Znaleźć kwiat paproci

Obchody Świętojańskie, odbywające się w noc letniego przesilenia, która rzekomo niesie ze sobą dla ziemi, przyrody i ludzi niezwykle potężny i ożywczy impuls, mają wielowiekową, sięgającą nawet czasów pogańskich tradycję. W tę noc zakwita właśnie kwiat paproci, którego znalezienie toruje drogę do skarbów.

Działacze Związku taką właśnie noc spotkali pod rozłożystymi dębami nie opodal Rudominy, gdzie usiadłszy w obszerny krąg z udziałem "Rudomianki" i w otoczeniu bukietów z kwiatów i traw, które w tę noc nabierają specjalnej mocy leczniczej, mogli śpiewać i słuchać szeregu piosenek, związanych z imieniem Janka czy Janki, dzielić się wrażeniami codziennego życia, składać życzenia licznie zgromadzonym tutaj Janinom i Janom, spróbować przy tradycyjnym ognisku kiełbasy i wiejskiej słoninki z rożna.

Nie byłaby to noc świętojańska, gdyby nie znaleziono kwiatu paproci, prowadzącego do skarbu w postaci nowych więzi przyjaźni i współpracy.

Tradycyjnymi darami solenizantom na imieniny były książki, a wśród nich - jedna o szczególnej wymowie.

Z udziałem autora odbyła się tu właśnie promocja wydanego niedawno przez wydawnictwo Fundacji "Rozwój SSGW" zbiorku opowiadań Czesława Mickiewicza. Nagrodzeni solenizanci żartowali, iż Wielki Adam nie miał szczęścia, bo nie było wtedy jeszcze Nagrody Nobla, więc może Czesław, jedyny prozaik w licznym gronie poetów wileńskich..., tym bardziej, iż te prorocze słowa padły w noc świętojańską.

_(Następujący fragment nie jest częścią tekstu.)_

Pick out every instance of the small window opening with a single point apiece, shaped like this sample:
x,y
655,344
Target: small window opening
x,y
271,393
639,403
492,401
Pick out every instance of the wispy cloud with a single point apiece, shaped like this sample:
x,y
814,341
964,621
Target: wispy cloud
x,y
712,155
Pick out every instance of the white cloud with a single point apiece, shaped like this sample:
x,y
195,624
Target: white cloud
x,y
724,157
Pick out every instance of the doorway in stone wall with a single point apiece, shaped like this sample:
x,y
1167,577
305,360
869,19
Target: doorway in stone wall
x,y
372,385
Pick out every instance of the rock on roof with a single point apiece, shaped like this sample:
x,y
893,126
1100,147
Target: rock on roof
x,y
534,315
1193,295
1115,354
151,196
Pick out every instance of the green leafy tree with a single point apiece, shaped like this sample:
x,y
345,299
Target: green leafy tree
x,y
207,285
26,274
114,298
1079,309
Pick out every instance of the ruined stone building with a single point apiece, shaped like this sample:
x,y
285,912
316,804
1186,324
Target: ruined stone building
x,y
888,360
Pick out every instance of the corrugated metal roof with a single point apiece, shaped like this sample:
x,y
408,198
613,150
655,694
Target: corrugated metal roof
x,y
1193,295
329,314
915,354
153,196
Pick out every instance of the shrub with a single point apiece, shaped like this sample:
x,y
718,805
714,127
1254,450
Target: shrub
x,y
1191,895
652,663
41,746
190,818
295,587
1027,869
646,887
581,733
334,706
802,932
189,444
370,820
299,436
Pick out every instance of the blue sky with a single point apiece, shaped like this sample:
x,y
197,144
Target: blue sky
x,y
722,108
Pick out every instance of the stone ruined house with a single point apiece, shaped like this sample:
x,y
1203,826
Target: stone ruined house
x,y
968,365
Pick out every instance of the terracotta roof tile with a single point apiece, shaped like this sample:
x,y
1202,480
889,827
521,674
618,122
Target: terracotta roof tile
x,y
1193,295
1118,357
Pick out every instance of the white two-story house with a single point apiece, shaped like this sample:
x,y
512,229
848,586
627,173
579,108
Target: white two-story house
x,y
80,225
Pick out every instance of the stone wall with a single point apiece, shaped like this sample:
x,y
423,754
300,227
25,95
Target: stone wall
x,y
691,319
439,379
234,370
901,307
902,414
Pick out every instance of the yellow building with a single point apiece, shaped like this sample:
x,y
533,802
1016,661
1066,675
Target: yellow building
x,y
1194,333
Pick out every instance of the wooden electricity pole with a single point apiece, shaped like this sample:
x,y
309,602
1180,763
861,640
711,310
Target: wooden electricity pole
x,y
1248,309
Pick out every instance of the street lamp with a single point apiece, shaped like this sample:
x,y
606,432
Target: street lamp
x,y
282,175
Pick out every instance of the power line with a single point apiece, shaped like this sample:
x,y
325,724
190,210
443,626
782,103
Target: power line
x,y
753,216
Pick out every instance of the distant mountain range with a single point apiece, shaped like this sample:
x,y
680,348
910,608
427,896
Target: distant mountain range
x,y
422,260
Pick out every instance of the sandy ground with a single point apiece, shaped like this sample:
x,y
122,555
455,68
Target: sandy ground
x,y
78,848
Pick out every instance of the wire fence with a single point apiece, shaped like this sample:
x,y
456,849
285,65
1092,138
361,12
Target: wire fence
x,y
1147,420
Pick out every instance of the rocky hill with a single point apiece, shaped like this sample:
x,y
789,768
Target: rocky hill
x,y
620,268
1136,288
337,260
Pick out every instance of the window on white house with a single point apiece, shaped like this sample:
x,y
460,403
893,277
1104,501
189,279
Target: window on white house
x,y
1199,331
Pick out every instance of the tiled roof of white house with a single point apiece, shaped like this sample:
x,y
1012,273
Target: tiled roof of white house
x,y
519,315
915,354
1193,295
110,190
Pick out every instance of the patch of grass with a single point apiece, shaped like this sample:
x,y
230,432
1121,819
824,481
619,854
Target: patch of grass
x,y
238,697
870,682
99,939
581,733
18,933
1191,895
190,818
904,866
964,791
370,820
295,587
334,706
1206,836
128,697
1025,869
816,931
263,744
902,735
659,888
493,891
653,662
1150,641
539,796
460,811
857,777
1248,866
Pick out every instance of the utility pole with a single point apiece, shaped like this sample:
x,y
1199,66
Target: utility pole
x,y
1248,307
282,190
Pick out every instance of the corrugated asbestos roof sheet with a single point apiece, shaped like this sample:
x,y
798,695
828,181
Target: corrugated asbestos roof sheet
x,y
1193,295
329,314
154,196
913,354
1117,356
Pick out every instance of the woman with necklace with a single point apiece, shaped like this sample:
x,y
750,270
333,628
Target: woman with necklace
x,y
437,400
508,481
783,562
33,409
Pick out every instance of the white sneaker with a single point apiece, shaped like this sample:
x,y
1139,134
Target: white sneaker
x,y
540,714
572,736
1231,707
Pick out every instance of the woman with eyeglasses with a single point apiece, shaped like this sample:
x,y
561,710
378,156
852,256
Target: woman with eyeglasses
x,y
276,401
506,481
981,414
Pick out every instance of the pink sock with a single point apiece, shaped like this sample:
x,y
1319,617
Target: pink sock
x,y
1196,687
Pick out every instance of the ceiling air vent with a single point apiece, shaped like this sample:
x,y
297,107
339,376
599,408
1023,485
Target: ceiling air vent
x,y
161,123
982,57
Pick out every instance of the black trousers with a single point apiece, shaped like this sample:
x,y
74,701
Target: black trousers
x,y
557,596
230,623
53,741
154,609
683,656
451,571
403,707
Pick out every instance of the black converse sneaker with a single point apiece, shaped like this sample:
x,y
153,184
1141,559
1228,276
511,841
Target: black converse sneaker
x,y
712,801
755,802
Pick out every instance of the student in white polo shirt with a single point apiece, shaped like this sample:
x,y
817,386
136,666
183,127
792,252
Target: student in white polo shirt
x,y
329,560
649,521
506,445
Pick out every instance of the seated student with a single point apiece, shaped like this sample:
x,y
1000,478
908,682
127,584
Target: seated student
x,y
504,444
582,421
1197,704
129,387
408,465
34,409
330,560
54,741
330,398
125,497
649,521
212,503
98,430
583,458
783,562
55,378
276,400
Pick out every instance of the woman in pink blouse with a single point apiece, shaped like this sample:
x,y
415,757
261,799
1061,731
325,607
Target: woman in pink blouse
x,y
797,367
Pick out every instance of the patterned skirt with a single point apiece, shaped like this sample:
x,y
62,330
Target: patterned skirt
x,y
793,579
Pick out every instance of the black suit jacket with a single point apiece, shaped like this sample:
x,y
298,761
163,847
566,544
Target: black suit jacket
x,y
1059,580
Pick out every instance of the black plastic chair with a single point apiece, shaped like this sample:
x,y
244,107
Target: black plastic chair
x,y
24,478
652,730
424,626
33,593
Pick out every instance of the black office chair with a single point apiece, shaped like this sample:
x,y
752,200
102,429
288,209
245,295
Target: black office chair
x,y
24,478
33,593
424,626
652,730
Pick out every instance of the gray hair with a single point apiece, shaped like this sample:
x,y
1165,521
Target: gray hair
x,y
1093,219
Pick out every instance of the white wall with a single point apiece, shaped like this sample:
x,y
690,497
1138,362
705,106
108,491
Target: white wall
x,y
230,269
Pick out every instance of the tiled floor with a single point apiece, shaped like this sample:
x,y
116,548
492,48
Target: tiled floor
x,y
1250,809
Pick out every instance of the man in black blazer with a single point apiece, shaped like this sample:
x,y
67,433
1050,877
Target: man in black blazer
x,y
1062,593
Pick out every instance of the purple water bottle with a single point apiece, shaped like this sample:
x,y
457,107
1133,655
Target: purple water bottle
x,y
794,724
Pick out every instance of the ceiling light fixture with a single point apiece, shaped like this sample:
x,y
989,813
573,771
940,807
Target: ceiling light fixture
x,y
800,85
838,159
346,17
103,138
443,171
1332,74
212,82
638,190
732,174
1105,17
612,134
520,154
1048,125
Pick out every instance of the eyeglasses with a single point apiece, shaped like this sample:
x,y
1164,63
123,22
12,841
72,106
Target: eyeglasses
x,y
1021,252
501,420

Popularność imienia Jan i wielowiekowa tradycja sprawiają, iż w tę noc szeroko na Ziemi Wileńskiej i Litwie całej odbywały się różnego rodzaju imprezy, w tym również tradycyjny XII Zlot Turystyczny Polaków na Litwie w okolicy Sużan, Święto Pieśni w Jaszunach oraz wiele innych lokalnych towarzyskich spotkań.